Análise: A dificuldade da equipe contra a Venezuela não se explica apenas pela ausência de Neymar Seleção brasileira

Logo após o apito final no Morumbi, na noite da última sexta-feira, torcedores insatisfeitos em redes sociais e sites de esportes estrangeiros encontraram a mesma explicação para o fraco desempenho do Brasil no Brasil. Vitória por 1-0 sobre a Venezuela: Ausência de Neymar.

Que o ás estava faltando para Seleção Não há dúvida quanto a isso, e isso fica evidente no caso de um dos maiores jogadores do mundo. Assim, ressaltamos que esta é a única causa do mau desempenho ou reacender o debate sobre a suposta dependência do atacante à distância.

Em primeiro lugar, lembre-se que Neymar jogou apenas 13 das últimas 25 partidas da seleção nacional, que conquistou a Copa América no ano passado mesmo sem ele..

As circunstâncias desta vez aumentam o efeito do desfalque, é verdade. Tete fez apenas dois treinos com o conjunto completo e, para além de Neymar, perdeu mais uma peça importante no sector ofensivo: Filipe coutinho, O jogador que o invoca com mais frequência.

Mas apesar dessas e de todas as outras considerações que podem ser feitas, espera-se que mais venha do Brasil. Se a estrela do PSG não pode jogar, há Gabriel Jesus, Roberto Firmino, Richarlison e outros atletas de elite do futebol mundial. Mas mais uma vez a equipe enfrentou uma enorme dificuldade para enfrentar um competidor atingido, Foi também contra a própria Venezuela em 2019, no empate sem gols na Copa América.

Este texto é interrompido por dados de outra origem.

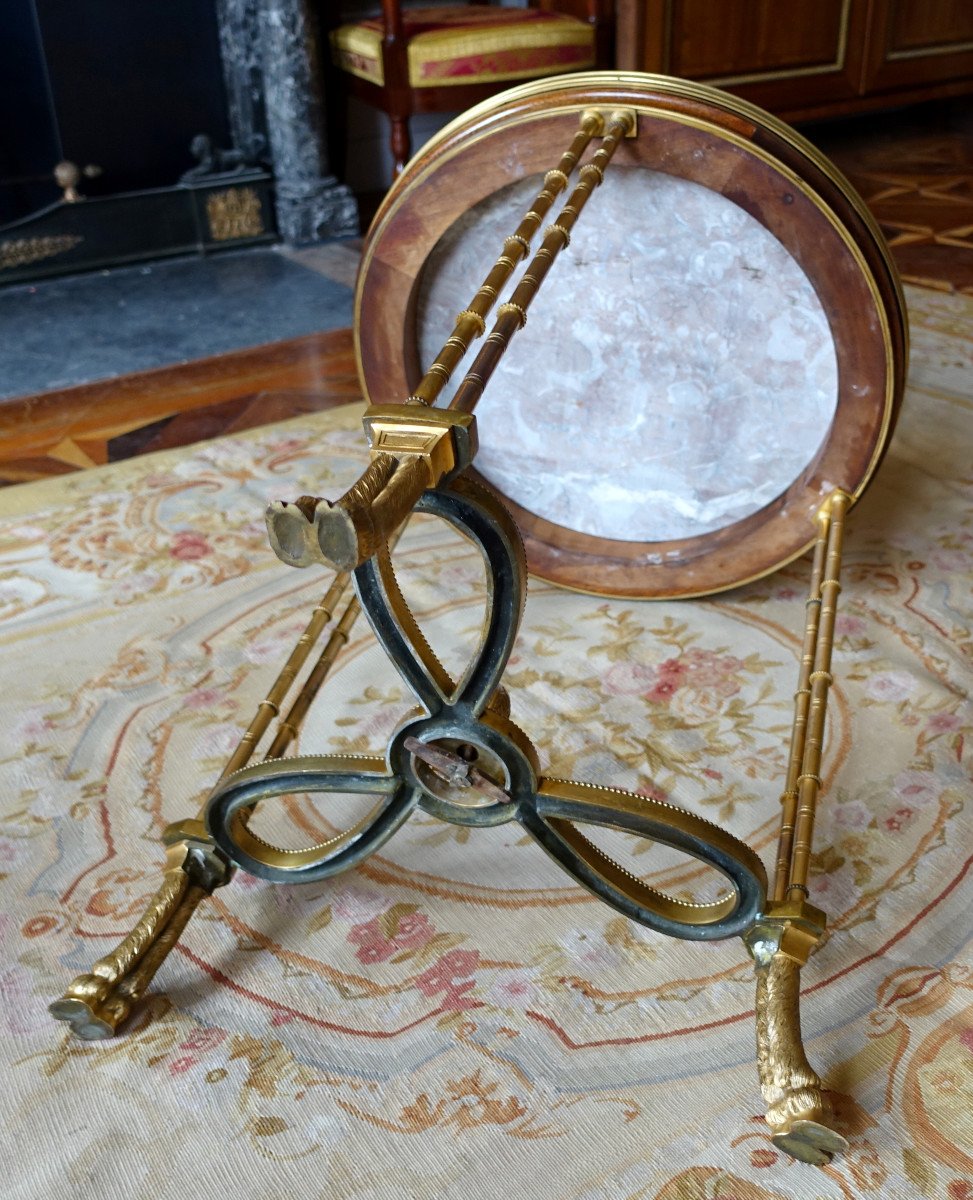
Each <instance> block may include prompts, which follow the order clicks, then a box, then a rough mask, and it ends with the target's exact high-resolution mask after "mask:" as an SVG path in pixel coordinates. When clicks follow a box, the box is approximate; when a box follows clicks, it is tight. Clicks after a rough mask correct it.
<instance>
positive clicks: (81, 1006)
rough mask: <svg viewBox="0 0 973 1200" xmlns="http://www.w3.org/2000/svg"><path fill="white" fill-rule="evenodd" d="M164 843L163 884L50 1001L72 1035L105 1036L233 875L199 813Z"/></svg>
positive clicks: (93, 1036) (335, 588) (287, 736)
mask: <svg viewBox="0 0 973 1200" xmlns="http://www.w3.org/2000/svg"><path fill="white" fill-rule="evenodd" d="M348 583H349V577H348V576H347V575H340V576H338V577H337V578H336V580H335V582H334V583H332V584H331V587H330V588H329V590H328V593H326V594H325V595H324V598H323V599H322V601H320V602H319V604H318V606H317V607H316V608H314V611H313V613H312V616H311V620H310V622H308V624H307V629H306V630H305V632H304V634H302V635H301V637H300V640H299V641H298V644H296V646H295V647H294V649H293V652H292V653H290V655H289V658H288V660H287V662H286V664H284V667H283V670H282V671H281V673H280V676H278V677H277V679H276V682H275V684H274V686H272V688H271V689H270V691H269V692H268V696H266V698H265V700H263V701H260V704H259V706H258V708H257V713H256V715H254V718H253V720H252V721H251V724H250V726H248V728H247V731H246V733H245V734H244V736H242V738H241V739H240V744H239V745H238V748H236V750H235V751H234V754H233V755H232V757H230V760H229V762H228V763H227V766H226V768H224V769H223V774H222V775H221V776H220V778H221V779H226V778H227V776H228V775H232V774H233V773H234V772H235V770H239V769H240V768H241V767H244V766H246V763H247V762H248V760H250V758H251V756H252V755H253V751H254V750H256V748H257V745H258V743H259V740H260V738H262V737H263V736H264V733H265V732H266V730H268V728H269V726H270V724H271V721H272V720H274V718H275V716H278V715H280V712H281V704H282V703H283V701H284V698H286V696H287V692H288V691H289V689H290V686H292V685H293V683H294V680H295V678H296V676H298V672H299V671H300V670H301V667H302V666H304V664H305V662H306V661H307V658H308V655H310V653H311V649H312V648H313V646H314V643H316V642H317V641H318V638H319V637H320V635H322V634H323V631H324V630H325V628H326V626H328V624H329V622H330V620H331V616H332V612H334V608H335V606H336V604H337V602H338V601H340V600H341V596H342V593H343V592H344V590H346V588H347V587H348ZM358 613H359V607H358V601H356V600H354V599H353V600H352V601H350V602H349V604H348V606H347V607H346V611H344V613H343V614H342V617H341V619H340V620H338V623H337V625H336V628H335V629H334V631H332V634H331V636H330V637H329V640H328V642H326V644H325V647H324V649H323V652H322V654H320V658H319V659H318V662H317V664H316V666H314V667H313V670H312V671H311V674H310V676H308V678H307V680H306V682H305V684H304V686H302V688H301V689H300V691H299V694H298V697H296V700H295V701H294V704H293V706H292V708H290V710H289V713H288V714H287V719H286V720H283V721H282V722H281V726H280V728H278V731H277V736H276V737H275V738H274V742H272V744H271V746H270V750H269V751H268V754H266V757H268V758H271V757H274V758H276V757H280V756H281V755H283V754H284V752H286V751H287V749H288V746H289V745H290V743H292V740H293V739H294V738H295V737H296V734H298V730H299V726H300V718H302V716H304V714H305V713H306V712H307V708H308V707H310V704H311V701H312V700H313V696H314V694H316V692H317V690H318V689H319V688H320V685H322V684H323V682H324V679H325V677H326V674H328V671H329V670H330V667H331V665H332V664H334V661H335V658H336V656H337V653H338V650H340V649H341V647H342V646H343V644H344V642H346V641H347V640H348V634H349V630H350V626H352V624H353V623H354V619H355V617H356V616H358ZM163 842H164V845H166V846H167V856H166V872H164V875H163V880H162V886H161V887H160V889H158V892H156V894H155V895H154V896H152V899H151V900H150V902H149V906H148V908H146V910H145V912H144V914H143V916H142V919H140V920H139V923H138V924H137V925H136V928H134V929H133V930H132V932H131V934H128V936H127V937H126V938H125V940H124V941H122V942H121V944H120V946H118V947H116V949H114V950H113V952H112V953H110V954H106V955H104V958H101V959H98V961H97V962H96V964H95V965H94V966H92V967H91V971H90V972H89V973H86V974H80V976H78V977H77V978H76V979H74V980H72V983H71V984H70V986H68V988H67V991H66V992H65V994H64V996H61V998H60V1000H55V1001H54V1003H53V1004H50V1013H52V1015H53V1016H55V1018H58V1020H60V1021H67V1022H68V1025H70V1026H71V1028H72V1031H73V1032H74V1033H76V1034H77V1036H78V1037H82V1038H85V1039H97V1038H110V1037H112V1036H113V1034H114V1033H115V1031H116V1030H118V1027H119V1025H121V1022H122V1021H124V1020H125V1019H126V1018H127V1016H128V1015H130V1013H131V1012H132V1008H133V1007H134V1004H136V1003H137V1002H138V1001H139V1000H140V998H142V996H143V995H144V992H145V989H146V988H148V986H149V984H150V983H151V980H152V977H154V976H155V973H156V971H157V970H158V968H160V966H161V965H162V962H163V961H164V960H166V956H167V955H168V954H169V952H170V950H172V948H173V947H174V946H175V943H176V942H178V941H179V938H180V936H181V934H182V930H184V929H185V928H186V923H187V922H188V920H190V918H191V917H192V914H193V912H196V908H197V906H198V905H199V901H200V900H203V899H204V898H205V896H208V895H211V894H212V892H215V890H216V888H220V887H223V886H224V884H226V883H229V881H230V878H232V877H233V866H232V865H230V862H229V859H228V858H227V857H226V856H224V854H223V853H222V851H220V850H218V848H217V846H216V844H215V842H214V840H212V838H210V835H209V833H208V832H206V827H205V826H204V824H203V822H202V820H200V818H199V817H194V818H190V820H186V821H178V822H175V823H174V824H170V826H169V827H168V828H167V829H166V833H164V834H163Z"/></svg>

Tal como no ano passado, a Vinotinto fechou com cinco jogadores na defesa e outros quatro na frente, formando duas linhas muito compactas, como pode ver na imagem abaixo:

Venezuela fechou em 5-4-1 contra o Brasil – Foto: Reprodução

A genialidade de Neymar pode ter sido fundamental para quebrar essa barreira, mas também será possível com triângulos, dribles, ultrapassagens, chutes médios e longos …

O que vimos, porém, foi uma equipe que não tinha arriscado muito, estava no elenco em alguns momentos e havia trocado muitos passes (623), mas sem a velocidade necessária.

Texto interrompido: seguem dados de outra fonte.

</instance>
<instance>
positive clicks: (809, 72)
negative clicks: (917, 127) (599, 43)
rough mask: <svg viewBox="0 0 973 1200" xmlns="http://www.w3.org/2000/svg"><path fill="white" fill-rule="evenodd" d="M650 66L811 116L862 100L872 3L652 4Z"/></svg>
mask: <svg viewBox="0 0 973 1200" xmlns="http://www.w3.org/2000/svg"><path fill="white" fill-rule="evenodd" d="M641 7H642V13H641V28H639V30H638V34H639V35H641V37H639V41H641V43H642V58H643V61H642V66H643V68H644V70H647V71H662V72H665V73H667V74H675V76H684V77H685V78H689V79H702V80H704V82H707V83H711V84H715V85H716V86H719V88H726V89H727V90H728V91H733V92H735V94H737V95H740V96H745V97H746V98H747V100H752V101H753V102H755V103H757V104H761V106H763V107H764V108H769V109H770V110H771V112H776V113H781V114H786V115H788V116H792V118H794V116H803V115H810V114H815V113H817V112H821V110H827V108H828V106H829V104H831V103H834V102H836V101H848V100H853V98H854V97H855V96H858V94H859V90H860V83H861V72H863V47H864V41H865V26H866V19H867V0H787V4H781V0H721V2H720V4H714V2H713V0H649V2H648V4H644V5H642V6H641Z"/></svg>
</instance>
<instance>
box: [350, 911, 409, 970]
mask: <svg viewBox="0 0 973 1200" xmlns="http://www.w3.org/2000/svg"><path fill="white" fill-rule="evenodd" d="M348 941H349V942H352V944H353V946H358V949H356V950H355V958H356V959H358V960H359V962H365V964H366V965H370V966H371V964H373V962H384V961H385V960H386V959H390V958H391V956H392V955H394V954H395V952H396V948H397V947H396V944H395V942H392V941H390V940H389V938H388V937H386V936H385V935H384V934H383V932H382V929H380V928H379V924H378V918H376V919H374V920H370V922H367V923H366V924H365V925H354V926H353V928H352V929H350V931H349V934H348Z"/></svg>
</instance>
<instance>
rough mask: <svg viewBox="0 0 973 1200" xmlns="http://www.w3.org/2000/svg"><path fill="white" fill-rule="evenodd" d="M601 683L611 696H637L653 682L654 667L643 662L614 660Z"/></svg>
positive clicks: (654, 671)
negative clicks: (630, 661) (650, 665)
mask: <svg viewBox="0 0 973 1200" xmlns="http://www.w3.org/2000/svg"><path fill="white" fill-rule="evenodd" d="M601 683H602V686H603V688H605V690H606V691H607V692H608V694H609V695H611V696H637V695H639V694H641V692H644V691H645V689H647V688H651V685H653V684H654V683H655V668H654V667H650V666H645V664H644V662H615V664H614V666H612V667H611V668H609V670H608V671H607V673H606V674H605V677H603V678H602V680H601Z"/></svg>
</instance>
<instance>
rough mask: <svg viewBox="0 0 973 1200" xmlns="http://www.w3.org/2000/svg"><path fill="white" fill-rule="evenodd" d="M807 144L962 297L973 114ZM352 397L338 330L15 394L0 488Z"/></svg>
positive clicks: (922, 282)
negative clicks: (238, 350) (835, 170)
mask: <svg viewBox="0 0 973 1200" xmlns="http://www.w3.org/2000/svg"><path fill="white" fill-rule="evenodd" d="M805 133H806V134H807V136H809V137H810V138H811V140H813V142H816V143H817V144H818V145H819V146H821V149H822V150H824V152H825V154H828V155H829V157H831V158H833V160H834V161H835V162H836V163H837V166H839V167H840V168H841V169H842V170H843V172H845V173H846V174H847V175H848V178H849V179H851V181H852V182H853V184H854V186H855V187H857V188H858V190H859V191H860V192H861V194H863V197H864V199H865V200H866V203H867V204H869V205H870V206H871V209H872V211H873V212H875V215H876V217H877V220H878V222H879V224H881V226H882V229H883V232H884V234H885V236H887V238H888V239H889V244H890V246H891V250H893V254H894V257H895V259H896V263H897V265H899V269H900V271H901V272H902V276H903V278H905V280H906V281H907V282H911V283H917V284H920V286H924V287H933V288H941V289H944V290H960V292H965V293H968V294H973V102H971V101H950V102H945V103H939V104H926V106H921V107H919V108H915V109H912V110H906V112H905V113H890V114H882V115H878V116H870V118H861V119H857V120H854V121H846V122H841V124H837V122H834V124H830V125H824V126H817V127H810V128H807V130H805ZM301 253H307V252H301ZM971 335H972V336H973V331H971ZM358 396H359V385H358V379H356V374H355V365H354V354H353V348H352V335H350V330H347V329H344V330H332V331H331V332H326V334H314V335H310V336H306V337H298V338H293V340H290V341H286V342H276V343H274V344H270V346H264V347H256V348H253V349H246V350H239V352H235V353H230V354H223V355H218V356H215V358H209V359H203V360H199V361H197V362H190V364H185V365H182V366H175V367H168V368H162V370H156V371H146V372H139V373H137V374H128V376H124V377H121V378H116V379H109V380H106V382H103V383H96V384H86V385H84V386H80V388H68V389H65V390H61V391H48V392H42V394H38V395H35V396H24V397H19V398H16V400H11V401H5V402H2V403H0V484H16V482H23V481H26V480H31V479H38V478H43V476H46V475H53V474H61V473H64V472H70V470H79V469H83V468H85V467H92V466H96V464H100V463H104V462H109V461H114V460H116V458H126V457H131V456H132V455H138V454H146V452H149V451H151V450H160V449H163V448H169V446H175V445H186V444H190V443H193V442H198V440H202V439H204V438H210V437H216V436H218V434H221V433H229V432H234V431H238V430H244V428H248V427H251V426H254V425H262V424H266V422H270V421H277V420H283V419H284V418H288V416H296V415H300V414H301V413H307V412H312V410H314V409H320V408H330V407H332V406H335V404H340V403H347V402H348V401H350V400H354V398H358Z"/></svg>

Tite repetiu novamente Esquema 2-3-5Desta vez, com Gabriel Jesus à direita, Richarlison na “Camisa 9” e Roberto Firmino com mais liberdade para sair da área. O atacante do Liverpool começou pela esquerda, mas a escolha aumentou quando ele trocou de posição com Everton Ribeiro, deixando o meia do Flamengo mais perto de Renan Lodi.

Se o gol de Richarlison não for cancelado aos sete minutos por conta de um obstáculo milimetrado, é bem possível que o Brasil vença jogando melhor e talvez até repita o que fez na estreia, quando esmagou a Bolívia por 5 a 0. E ele parecia teimoso em minar a energia e paciência da equipe que também havia cometido inúmeros erros técnicos, especialmente nas tentativas de virar ou bolas longas.

Aos 32 anos, essa mudança mostrou como poderia ser a estrada para o Brasil. Alan conseguiu desviar rapidamente para se livrar da marca e encontrou um passe rápido para Firmino, que se afastou da marca e arriscou entre as linhas venezuelanas com um chute de fora da área. Infelizmente, um momento raro na fraca primeira metade das Ilhas Canárias.

A forte vigilância da Venezuela tem dificultado a vida no Brasil – Foto: Nelson Almeida / Reuters

Percebendo a dificuldade criativa da equipe, na volta do segundo tempo, Tete Lucas Pacita coloca Douglas Luiz no lugar. O destaque estava nas duas primeiras rodadas da qualificação, e a roda do Aston Villa estava muito mais baixa desta vez.

Outra mudança foi Gabriel Jesus movendo-se para o centro, revertendo-o com Richarlison.

A equipa melhorou apesar das dificuldades, e chegou ao golo da vitória depois de uma boa triplicação, que é uma das virtudes de Tete, mas falhou no encontro. Richarlison, Pacita, Everton Ribeiro … e o gol de Firmino depois de uma disputa na região.

Na vantagem, o Brasil desacelerou e passou a dominar o placar nos minutos finais, dando mais decepção à pobre vitória. Pedro entrou de boa vontade, Everton Sebollin (novamente à direita) deu um novo fôlego, mas foi só.

Na terça-feira, a seleção enfrenta seu maior adversário nas eliminatórias: o Uruguai, em Montevidéu. Por outro lado, se precisar de uma ação mais defensiva, é muito provável que também encontre mais espaço para o ataque. Mas uma coisa é certa: o Neymar não jogará mais.